17. “World Trade Center” (2006)
Considering Stone’s reputation as a political firebrand, high was the anticipation and also the trepidation for his take on the then-still-recent events of 9/11. But following hot on the heels of Paul Greengrass‘ terrific “United 93,” the biggest surprise was how conventional a melodrama Stone’s film proved to be. He clearly needed to play nice after the tanking of “Alexander,” but no one was expecting anything close to the Lifetime movie-of-the-week that “World Trade Center” turned out to be. It’s not without its moments: the attack itself is well staged, and few directors are as adept at gruff male bonding, which makes up much of the second half of the film. But it still comes across as a somewhat dishonest piece of work, taking a tragic day and mining a happy ending from it. And the political subtexts are a little disturbing (Michael Shannon‘s character, who later served in Iraq, declaring that “they’re going to need some good men out there to avenge this”), the filmmaking unsubtle —witness the soft focus flashbacks from Nicolas Cage‘s character— and Stone’s total inability to depict women as three dimensional individuals is glaring in the short shrift given to Maria Bello and Maggie Gyllenhaal as stricken spouses.

The Hand

16. “The Hand” (1981)
Really only comparable to Stone’s debut within his catalogue (and it does represent a significant improvement on “Seizure”), the supremely cheesy “The Hand” is probably most notable now for the always good value Michael Caine provides in one of his most obviously beach house/tax return-inspired roles: he plays a comic book illustrator pursued (even cross-country!) by his own severed hand which he loses in a freak accident.

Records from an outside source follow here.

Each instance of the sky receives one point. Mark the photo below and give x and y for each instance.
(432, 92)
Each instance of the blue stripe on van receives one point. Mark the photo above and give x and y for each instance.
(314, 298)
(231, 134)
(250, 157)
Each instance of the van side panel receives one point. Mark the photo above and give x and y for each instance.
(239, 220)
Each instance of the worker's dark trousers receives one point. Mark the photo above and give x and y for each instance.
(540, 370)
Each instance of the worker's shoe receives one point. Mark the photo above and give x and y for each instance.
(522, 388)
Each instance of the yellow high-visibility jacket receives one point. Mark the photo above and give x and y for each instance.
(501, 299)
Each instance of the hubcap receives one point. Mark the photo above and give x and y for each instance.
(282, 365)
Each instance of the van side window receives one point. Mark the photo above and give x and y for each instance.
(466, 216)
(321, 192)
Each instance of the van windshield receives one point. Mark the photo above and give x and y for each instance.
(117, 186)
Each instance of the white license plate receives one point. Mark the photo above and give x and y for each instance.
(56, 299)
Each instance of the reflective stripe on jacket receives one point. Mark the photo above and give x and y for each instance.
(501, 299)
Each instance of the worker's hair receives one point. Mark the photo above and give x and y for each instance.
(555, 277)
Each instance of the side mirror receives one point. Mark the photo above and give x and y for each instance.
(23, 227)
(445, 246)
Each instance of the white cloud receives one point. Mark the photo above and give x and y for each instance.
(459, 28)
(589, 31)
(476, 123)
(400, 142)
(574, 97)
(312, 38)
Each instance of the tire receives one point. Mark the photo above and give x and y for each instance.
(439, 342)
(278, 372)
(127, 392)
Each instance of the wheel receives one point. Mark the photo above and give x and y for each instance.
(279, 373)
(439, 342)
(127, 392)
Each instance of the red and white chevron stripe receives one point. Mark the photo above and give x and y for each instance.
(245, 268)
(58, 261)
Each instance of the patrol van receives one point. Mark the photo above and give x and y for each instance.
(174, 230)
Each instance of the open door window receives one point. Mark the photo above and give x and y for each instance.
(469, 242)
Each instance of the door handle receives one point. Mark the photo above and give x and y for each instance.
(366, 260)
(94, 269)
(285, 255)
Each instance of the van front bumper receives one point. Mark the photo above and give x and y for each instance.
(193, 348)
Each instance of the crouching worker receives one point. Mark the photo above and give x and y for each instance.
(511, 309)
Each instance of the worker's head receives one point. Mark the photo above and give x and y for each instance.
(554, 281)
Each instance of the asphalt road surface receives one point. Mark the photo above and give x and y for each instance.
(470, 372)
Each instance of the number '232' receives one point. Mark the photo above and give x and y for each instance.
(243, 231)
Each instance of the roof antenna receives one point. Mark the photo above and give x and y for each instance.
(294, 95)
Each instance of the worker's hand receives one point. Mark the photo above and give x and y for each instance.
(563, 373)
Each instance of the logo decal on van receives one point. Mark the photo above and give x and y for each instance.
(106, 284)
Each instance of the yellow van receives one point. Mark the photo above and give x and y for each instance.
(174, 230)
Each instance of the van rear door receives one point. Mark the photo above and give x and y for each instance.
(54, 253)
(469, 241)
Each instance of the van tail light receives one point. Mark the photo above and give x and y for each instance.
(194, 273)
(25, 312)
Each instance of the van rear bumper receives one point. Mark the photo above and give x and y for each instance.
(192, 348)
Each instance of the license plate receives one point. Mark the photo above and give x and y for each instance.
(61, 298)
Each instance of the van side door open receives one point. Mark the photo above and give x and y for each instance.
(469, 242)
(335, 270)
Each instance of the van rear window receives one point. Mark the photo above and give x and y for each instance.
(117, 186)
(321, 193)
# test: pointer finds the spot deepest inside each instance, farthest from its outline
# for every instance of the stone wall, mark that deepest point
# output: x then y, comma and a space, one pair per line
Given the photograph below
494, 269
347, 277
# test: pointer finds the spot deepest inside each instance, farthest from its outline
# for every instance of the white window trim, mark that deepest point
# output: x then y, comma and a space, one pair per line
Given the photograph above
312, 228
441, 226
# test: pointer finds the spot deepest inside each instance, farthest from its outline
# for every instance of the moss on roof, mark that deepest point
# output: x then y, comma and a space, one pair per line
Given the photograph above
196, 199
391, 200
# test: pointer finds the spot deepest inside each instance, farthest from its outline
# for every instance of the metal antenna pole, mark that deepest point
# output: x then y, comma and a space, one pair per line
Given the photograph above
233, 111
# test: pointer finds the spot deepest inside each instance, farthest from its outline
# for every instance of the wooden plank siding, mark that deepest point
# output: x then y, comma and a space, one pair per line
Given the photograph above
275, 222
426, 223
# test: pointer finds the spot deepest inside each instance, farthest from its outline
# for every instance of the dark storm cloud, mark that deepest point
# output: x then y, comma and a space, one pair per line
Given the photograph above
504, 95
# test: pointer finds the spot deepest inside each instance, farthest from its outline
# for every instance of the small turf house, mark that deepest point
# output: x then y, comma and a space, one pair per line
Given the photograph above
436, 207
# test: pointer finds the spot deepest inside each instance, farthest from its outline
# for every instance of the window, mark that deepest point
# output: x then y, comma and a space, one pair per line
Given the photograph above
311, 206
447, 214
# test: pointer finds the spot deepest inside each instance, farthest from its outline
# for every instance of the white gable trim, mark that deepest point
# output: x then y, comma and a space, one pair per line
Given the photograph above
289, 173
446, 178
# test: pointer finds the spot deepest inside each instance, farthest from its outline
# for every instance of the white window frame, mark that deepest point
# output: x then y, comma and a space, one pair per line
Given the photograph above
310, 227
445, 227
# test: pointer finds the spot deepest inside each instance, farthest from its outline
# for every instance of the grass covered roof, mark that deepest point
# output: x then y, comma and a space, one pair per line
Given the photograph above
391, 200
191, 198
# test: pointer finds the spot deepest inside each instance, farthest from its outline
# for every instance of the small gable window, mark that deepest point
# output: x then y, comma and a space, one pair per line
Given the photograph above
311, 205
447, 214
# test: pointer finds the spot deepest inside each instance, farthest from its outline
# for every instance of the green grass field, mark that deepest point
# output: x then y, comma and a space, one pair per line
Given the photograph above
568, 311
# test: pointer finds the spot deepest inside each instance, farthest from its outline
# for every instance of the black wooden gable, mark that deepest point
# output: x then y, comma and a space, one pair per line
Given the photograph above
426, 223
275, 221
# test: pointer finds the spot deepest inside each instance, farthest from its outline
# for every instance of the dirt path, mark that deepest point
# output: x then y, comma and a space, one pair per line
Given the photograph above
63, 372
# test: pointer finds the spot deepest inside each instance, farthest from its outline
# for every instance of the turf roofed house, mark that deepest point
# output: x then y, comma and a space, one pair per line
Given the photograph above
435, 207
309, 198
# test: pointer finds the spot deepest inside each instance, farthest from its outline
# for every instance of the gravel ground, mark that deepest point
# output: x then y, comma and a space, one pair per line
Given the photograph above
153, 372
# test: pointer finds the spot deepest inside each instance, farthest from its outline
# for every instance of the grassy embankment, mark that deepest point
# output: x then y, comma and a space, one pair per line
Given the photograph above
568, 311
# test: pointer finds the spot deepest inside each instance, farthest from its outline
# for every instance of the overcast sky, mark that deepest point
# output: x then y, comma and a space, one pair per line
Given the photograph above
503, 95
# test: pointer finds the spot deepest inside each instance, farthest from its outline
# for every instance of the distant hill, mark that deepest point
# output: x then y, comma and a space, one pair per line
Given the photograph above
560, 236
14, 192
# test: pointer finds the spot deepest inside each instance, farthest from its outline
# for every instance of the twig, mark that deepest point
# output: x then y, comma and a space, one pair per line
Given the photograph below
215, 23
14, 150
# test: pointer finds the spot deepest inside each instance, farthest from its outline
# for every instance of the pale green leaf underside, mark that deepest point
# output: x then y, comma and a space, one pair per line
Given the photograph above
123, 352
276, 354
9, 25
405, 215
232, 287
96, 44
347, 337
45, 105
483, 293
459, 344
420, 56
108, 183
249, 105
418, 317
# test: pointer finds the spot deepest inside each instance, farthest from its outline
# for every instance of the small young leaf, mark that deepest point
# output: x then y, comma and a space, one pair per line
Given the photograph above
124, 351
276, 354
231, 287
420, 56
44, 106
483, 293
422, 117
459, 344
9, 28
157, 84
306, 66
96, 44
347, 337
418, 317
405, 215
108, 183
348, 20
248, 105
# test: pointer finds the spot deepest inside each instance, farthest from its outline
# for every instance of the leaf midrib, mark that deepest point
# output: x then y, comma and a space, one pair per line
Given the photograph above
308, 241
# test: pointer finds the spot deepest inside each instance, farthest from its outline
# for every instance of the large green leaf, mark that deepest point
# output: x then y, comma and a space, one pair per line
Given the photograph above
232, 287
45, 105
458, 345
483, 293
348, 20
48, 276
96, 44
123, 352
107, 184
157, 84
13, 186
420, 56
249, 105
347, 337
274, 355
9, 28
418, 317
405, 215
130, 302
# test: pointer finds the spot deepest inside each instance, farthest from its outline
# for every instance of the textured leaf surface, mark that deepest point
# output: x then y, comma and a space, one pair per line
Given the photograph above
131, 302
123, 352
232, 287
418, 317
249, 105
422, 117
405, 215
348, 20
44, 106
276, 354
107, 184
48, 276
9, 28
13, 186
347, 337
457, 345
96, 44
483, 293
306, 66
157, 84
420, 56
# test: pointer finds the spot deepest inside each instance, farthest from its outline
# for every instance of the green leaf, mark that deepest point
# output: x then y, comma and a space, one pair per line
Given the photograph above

Stone’s filmmaking craft may have improved a great deal since “Seizure,” but it’s sadly put to work sustaining a ridiculous premise that even sees frequent use of perspective camerawork —from the perspective of a crawling malevolent severed hand! The unconvincing prosthetic is devoid of anything but the rubberiest terror, and though there are a lot of “it was only the cat”-style efforts at jump-scares, few of them really land. The film is also deeply misogynistic, seeing as, however reluctantly, we’re supposed to relate to the maimed man’s deep, inchoate anger (which often feels like the filmmaker’s own) at his neglected and dissatisfied wife (Andrea Marcovicco), and at a world that doesn’t appreciate him as he believes he deserves. Still, Caine’s commitment, especially at the climax as he “Strangelove’s” himself, is a sight to behold.